La présidence vous lira également un passage du chapitre 7
d'Erskine May, intitulé « Origine et étendue du privilège » qui
commence ainsi :
On a affirmé ... que le privilège parlementaire tire son
origine de la protection que le Roi accordait à ses serviteurs, mais qu'il
constitue de nos jours un droit distinct. La protection dont ont joui de tout
temps, les députés du Parlement contre toute forme d'arrestation ou de
coercition s'est révélé indispensable, d'abord pour le
service de Sa Majesté et, plus tard, pour le fonctionnement des deux
Chambres.
La présidence fait ici une pause parce que le mot
« coercition » mérite d'être précisé, notamment en rapport avec la
question de privilège soulevée aujourd'hui.
Je poursuis ma citation :
« La principale raison qui justifie l'existence de ce privilège a également
été bien expliquée par Hatsell ». Voilà donc une autre source d'information
sur la pratique parlementaire. Donc, toujours à la page 97 de la vingtième
édition d'Erskine May, on lit ce qui suit :
Comme la constitution de tous les tribunaux de l'appareil
judiciaire prévoit absolument et essentiellement, pour qu'ils soient en mesure
d'exercer pleinement leurs pouvoirs, que tous ceux qui se présentent devant eux,
que ce soit à titre de juges ou de parties, devraient jouir de certains
privilèges de façon à se soustraire à toute coercition durant leur comparution,
il est d'autant plus essentiel que les membres qui composent le Parlement,
c'est-à-dire la première et la plus haute cour du Royaume, ne soient pas
empêchés, par des interruptions futiles, d'accomplir l'important devoir qui leur
incombe, mais qu'ils soient exemptés pendant un certain temps, de répondre à
toute exigence qui n'est pas directement liée aux intérêts supérieurs de la
nation; c'est en vertu de ces principes, qu'on a toujours prétendu et admis que
les membres des deux Chambres devraient avoir le droit de se soustraire à
certaines obligations durant leur présence au Parlement et, partant, de ne pas
être assujettis à certaines obligations d'ordre légal auxquelles leurs
concitoyens, qui n'exercent pas le précieux mandat dont ils sont investis, sont,
de par la loi, obligés de se conformer.
La présidence souligne ici l'expression « et, partant, de ne
pas être assujettis a certaines obligation d'ordre légal ». Naturellement, le
problème soulevé se rapporte non seulement à la signification des documents,
mais aussi à la question de savoir si l'endroit où ils ont été signifiés est
valable, et si la coercition se définit comme une agression contre la personne
physique, ou bien sil suffit, pour cela de nuire aux activités du
député.
On a également indiqué que je ne pourrais m'appuyer sur
aucun précédent dans cette affaire, et la résidence en convient.
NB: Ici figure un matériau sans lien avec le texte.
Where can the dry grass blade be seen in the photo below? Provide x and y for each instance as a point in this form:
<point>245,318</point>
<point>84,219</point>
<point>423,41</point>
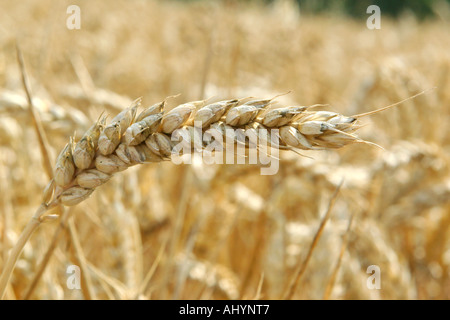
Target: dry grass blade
<point>333,276</point>
<point>302,267</point>
<point>40,133</point>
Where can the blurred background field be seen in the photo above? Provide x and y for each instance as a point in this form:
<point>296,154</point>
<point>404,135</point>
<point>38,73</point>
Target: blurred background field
<point>167,231</point>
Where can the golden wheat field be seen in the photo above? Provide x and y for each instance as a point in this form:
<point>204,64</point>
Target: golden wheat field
<point>365,221</point>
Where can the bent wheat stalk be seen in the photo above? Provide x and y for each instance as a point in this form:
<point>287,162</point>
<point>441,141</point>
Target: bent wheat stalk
<point>129,140</point>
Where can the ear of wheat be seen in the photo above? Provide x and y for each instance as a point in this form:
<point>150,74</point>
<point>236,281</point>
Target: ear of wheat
<point>129,140</point>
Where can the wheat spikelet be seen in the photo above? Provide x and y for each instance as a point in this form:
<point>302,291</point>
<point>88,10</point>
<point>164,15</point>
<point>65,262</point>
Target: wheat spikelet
<point>106,150</point>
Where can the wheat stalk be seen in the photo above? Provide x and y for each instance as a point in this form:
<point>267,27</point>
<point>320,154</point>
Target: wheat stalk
<point>129,140</point>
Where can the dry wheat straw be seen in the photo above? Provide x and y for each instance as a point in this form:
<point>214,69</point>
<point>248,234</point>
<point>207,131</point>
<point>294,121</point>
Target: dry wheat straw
<point>129,140</point>
<point>106,150</point>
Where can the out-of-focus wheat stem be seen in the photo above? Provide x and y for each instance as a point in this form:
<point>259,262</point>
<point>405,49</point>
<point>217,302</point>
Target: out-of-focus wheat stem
<point>51,248</point>
<point>302,267</point>
<point>333,276</point>
<point>32,225</point>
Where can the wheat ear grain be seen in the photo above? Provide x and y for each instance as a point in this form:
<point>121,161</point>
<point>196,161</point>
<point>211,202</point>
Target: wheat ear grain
<point>107,149</point>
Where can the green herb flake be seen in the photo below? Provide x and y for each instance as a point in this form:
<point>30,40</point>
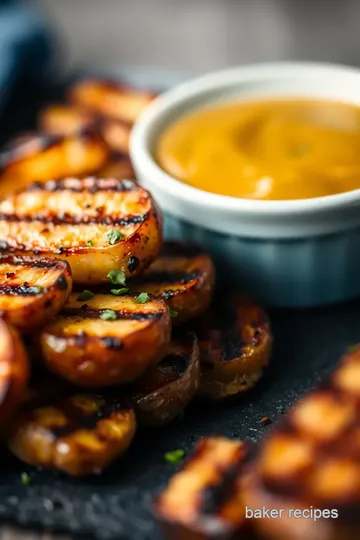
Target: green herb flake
<point>175,456</point>
<point>119,292</point>
<point>172,313</point>
<point>25,479</point>
<point>142,298</point>
<point>85,295</point>
<point>117,277</point>
<point>114,236</point>
<point>108,315</point>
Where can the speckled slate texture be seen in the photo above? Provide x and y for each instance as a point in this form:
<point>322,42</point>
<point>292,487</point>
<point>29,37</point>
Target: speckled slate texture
<point>117,505</point>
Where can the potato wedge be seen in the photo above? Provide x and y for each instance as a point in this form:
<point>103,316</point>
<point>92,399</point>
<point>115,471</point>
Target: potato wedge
<point>106,340</point>
<point>235,344</point>
<point>204,500</point>
<point>80,434</point>
<point>312,461</point>
<point>97,225</point>
<point>184,276</point>
<point>43,157</point>
<point>14,372</point>
<point>32,290</point>
<point>110,98</point>
<point>164,391</point>
<point>67,119</point>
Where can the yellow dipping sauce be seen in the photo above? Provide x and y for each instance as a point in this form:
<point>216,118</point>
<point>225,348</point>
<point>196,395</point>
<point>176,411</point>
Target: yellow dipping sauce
<point>273,149</point>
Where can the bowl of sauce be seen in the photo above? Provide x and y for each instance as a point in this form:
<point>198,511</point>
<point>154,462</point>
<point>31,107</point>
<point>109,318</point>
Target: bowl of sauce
<point>261,164</point>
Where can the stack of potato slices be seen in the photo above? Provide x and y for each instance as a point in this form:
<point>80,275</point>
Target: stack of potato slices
<point>305,474</point>
<point>86,278</point>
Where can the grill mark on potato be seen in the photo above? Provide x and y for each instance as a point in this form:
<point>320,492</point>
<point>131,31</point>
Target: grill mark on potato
<point>68,219</point>
<point>85,312</point>
<point>77,187</point>
<point>52,264</point>
<point>77,419</point>
<point>25,289</point>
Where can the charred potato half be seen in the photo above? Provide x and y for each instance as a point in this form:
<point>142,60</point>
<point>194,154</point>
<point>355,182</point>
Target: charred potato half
<point>164,391</point>
<point>80,434</point>
<point>235,344</point>
<point>205,500</point>
<point>43,157</point>
<point>313,461</point>
<point>14,372</point>
<point>183,276</point>
<point>65,119</point>
<point>106,340</point>
<point>110,98</point>
<point>32,290</point>
<point>97,225</point>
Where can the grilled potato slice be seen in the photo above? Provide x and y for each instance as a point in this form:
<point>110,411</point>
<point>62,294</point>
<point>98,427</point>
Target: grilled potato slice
<point>164,391</point>
<point>184,276</point>
<point>32,290</point>
<point>80,434</point>
<point>14,372</point>
<point>41,157</point>
<point>110,98</point>
<point>106,341</point>
<point>204,500</point>
<point>65,119</point>
<point>312,461</point>
<point>235,344</point>
<point>97,225</point>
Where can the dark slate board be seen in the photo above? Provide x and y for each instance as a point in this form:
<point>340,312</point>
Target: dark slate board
<point>117,505</point>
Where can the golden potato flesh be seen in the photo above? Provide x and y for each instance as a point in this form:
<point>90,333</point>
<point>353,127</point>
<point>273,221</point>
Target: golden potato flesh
<point>204,500</point>
<point>235,344</point>
<point>40,158</point>
<point>32,290</point>
<point>106,340</point>
<point>163,392</point>
<point>14,372</point>
<point>183,276</point>
<point>80,435</point>
<point>97,225</point>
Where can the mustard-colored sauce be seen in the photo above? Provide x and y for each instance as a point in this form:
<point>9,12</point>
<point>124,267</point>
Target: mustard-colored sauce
<point>273,149</point>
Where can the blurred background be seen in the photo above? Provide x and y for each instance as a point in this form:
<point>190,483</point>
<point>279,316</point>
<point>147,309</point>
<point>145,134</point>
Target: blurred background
<point>202,35</point>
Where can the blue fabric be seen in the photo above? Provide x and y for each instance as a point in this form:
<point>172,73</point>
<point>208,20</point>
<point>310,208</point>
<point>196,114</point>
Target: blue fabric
<point>25,45</point>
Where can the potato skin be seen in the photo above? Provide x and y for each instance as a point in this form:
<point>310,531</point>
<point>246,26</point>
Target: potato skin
<point>34,222</point>
<point>235,319</point>
<point>28,313</point>
<point>14,373</point>
<point>163,392</point>
<point>183,275</point>
<point>43,157</point>
<point>80,434</point>
<point>88,351</point>
<point>204,500</point>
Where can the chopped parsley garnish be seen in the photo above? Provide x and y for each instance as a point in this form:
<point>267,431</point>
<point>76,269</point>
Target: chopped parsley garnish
<point>142,298</point>
<point>119,292</point>
<point>36,289</point>
<point>117,277</point>
<point>175,456</point>
<point>114,236</point>
<point>172,313</point>
<point>108,315</point>
<point>85,295</point>
<point>25,479</point>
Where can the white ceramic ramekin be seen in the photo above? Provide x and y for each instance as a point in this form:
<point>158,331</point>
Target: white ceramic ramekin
<point>288,253</point>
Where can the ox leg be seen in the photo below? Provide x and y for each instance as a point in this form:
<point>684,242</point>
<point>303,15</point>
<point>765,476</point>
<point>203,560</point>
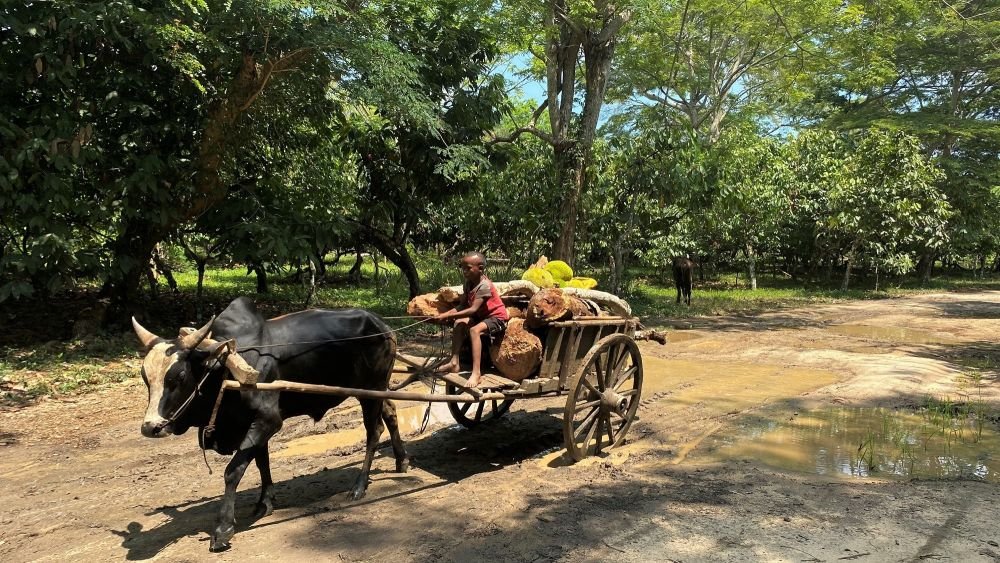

De fait, la
Chambre ne connaît aucun précédent de cette nature, peut-être en raison de la
gravité des faits qui sont survenus.
En ce qui concerne la question en litige, qui porte sur le
versement d'une somme provenant de la loterie, ou plus exactement sur la requête
telle que signifiée, il existe en réalité un autre moyen de recourir aux
tribunaux. La présidence estime d'ailleurs que le député de Calgary Buffalo
connaît très bien ce moyen, qui aurait permis à l'action en justice de suivre
son cours autrement que par la voie qu'on a jugé bon d'emprunter.
Après avoir écouté attentivement les arguments invoqués, la
présidence, juge qu'à première vue, il y a eu, en l'espèce, une violation de
privilège. La présidence note également que le Trésorier provincial a donné avis
d'une motion qui sera déposée très bientôt.